OMB readies next phase of cyber sprint plan

The federal government is putting the finishing touches on its follow-on policy to the “cyber sprint” that came after the massive hack of the Office of Personnel Management, federal CIO Tony Scott told FCW Sept. 11. Agency lawyers are now reviewing the plan, which could feature the furtherance of key cyber programs like Einstein 3A and continuous diagnostics and mitigation.

Scott said he was hoping to have the Cybersecurity Sprint Strategy and Implementation Plan (CSSIP) announced by the end of the month, but it is looking more likely to come shortly thereafter. The deliberation is to ensure that “anything we announce that we’re going to do, that we have the capability and resources in place to go do,” Scott told FCW after his appearance at a cybersecurity conference in Washington, D.C.

The 30-day “cyber sprint” coordinated by Scott’s office at the Office of Management and Budget assessed the security of federal civilian and military IT networks after the OPM breach, which exposed data on 22 million current and former federal employees, contractors and others. The results of the sprint showed that 14 major civilian agencies surpassed Scott’s goal of 75 percent strong authentication, while several agencies hit 100 percent for privileged users alone.

The question then became how to turn any momentum from the sprint into longer-term success. One hundred experts from across the government and industry came together to examine “some of the hard problems” vis-à-vis federal cybersecurity, whether in “policy or process or org structure or resources,” Scott said. The fruits of their labor will be the CSSIP.

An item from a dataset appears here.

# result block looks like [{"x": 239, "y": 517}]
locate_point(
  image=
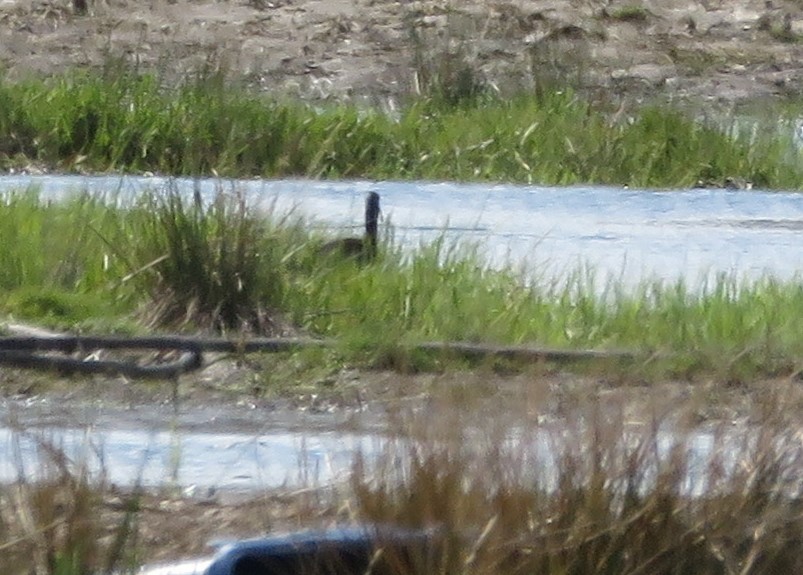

The greater use of Einstein 3A, the latest iteration of a $3 billion intrusion-detection program run by the Department of Homeland Security, was one technology solution mulled by the working group, Scott said.

A source close to the new plan told FCW that the plan could mandate that, by September 2016, all agencies use Internet service providers signed onto Einstein 3A, though DHS and OMB spokesmen S.Y. Lee and Jamal Brown declined to comment on that possibility. Implementation of the Einstein program with ISPs has not been all smooth sailing. Negotiations between DHS and AT&T over the program stalled over liability concerns, according to a Politico report.

Lee’s only answer to questions about the potentially enhanced role of Einstein 3A in federal cybersecurity policy was to point to a recent speech from DHS Secretary Jeh Johnson. The secretary said he has “challenged [his federal colleagues] to make aspects of E3A available to all federal civilian departments and agencies by the end of 2015,” according to his prepared remarks. Lee did not answer a question on just what “aspects” of the program Johnson was referencing.